Monetary Board sees 2021 dollar surplus 87 percent higher than projected

MANILA, Philippines—The flow of dollars in and out of the Philippines was expected to show marked improvement this year, although the ongoing COVID-19 pandemic will likely keep capping imports for raw materials and intermediate goods well into 2022.

The latest data from the Bangko Sentral ng Pilipinas (BSP) showed that its policy-making Monetary Board now expects the country to end 2021 with a balance of payments surplus of $6.2 billion. This is 87 percent more than the $3.3 billion forecast for the year made by the group three months ago.

In 2020, the country ended the year with a dollar surplus of $16 billion—the highest in the country’s history—as spending for imports dropped sharply due to the biggest economic contraction experienced since the end of World War II.

Before the COVID-19 public health crisis, the country recorded a balance of payments surplus of only $7.8 billion in 2019.

In a mobile phone message to reporters, BSP Governor Benjamin Diokno said the Philippines’ external position for this year was “looking up”, with “both exports and imports growth improving.”
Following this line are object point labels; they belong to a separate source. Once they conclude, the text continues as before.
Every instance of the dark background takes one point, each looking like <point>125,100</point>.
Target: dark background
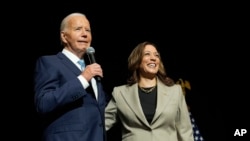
<point>205,43</point>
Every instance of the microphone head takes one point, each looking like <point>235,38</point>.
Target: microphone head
<point>90,50</point>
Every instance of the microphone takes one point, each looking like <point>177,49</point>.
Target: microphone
<point>91,55</point>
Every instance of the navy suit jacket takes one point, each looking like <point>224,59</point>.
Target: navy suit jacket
<point>69,112</point>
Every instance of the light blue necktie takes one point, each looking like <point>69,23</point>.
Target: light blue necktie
<point>82,63</point>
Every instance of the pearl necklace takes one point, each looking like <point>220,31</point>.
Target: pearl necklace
<point>147,90</point>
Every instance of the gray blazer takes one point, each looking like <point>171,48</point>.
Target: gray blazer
<point>171,121</point>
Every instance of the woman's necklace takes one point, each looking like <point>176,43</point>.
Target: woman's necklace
<point>147,90</point>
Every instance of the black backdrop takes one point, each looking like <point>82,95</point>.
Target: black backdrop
<point>204,43</point>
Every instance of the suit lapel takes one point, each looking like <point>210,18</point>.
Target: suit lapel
<point>163,99</point>
<point>68,63</point>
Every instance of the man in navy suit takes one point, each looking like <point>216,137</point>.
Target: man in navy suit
<point>69,99</point>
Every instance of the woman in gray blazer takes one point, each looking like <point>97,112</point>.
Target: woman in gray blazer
<point>151,107</point>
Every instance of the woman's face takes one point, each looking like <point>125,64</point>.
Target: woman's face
<point>150,61</point>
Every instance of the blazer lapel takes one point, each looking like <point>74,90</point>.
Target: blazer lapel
<point>133,101</point>
<point>68,63</point>
<point>163,99</point>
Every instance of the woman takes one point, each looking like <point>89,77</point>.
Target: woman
<point>150,106</point>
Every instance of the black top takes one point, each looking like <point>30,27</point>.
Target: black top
<point>148,103</point>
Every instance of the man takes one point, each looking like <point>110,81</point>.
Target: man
<point>69,99</point>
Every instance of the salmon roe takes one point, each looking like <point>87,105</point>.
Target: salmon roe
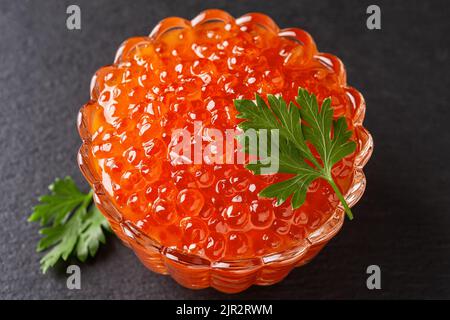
<point>193,73</point>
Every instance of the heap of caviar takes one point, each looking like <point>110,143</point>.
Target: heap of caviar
<point>157,85</point>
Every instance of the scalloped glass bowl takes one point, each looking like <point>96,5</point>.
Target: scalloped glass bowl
<point>233,276</point>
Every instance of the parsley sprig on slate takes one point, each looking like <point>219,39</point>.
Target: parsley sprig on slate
<point>297,127</point>
<point>72,224</point>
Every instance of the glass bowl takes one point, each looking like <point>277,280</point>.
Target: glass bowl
<point>232,276</point>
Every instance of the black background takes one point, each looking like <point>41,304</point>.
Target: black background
<point>402,223</point>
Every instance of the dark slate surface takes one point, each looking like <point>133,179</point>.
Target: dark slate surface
<point>402,223</point>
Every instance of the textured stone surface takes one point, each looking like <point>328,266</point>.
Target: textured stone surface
<point>401,223</point>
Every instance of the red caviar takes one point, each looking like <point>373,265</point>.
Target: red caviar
<point>186,72</point>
The balance of payments represents the net amount of dollars that flow in and out of a nation’s economy for a particular period. It tallies the movement of foreign exchange due to a country’s exports of goods and services, remittances from expatriate citizens, and investment inflows, among others, against outflows due to import spending, investment repatriations and other outflows.

A surplus means the country is making more dollars than it is spending and usually results in the local currency appreciating against other currencies, while the opposite is true in the case of a balance of payments deficit.
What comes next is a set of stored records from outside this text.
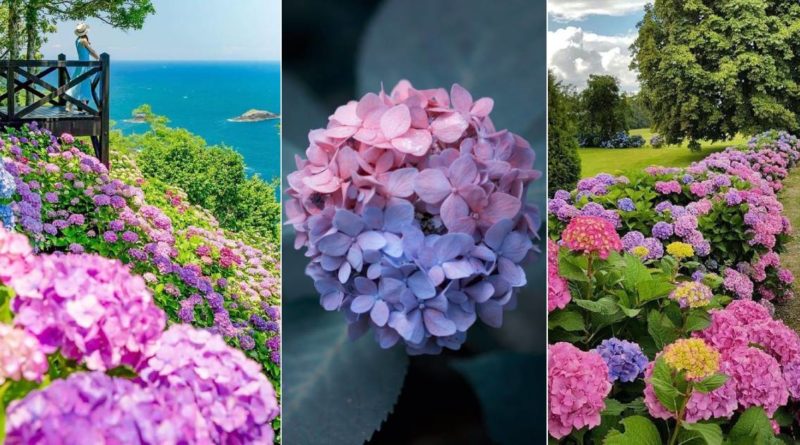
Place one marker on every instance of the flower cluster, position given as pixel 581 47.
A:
pixel 67 200
pixel 591 235
pixel 625 360
pixel 692 294
pixel 692 356
pixel 89 308
pixel 411 207
pixel 21 355
pixel 577 385
pixel 228 390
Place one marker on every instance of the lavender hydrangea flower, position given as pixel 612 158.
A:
pixel 228 389
pixel 95 408
pixel 625 360
pixel 417 248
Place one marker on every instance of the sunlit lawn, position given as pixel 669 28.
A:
pixel 616 161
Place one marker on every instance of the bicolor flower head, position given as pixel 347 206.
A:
pixel 591 235
pixel 692 294
pixel 693 356
pixel 410 207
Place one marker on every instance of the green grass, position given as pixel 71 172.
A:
pixel 620 161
The latest forecasts approved by the Monetary Board also showed that the Philippines will likely end 2021 with $114 billion in dollar reserves. This is higher than the forecast of $106 billion made three months ago, and will set another record high from the historic peak of $110.1 billion in gross international reserves recorded at the end of 2020.

In 2019, the country ended the year with only $87.8 billion in dollar reserves.

These same Monetary Board-approved forecasts also showed that it expected the country’s current account — the tally of goods imports and exports, services, the business process outsourcing industry’s earnings, and travel receipts, among others — to end the year with a $9.1 billion surplus.

This is larger than the original forecast for 2021 of $6.1 billion, but smaller than last year’s tally of a $13 billion surplus.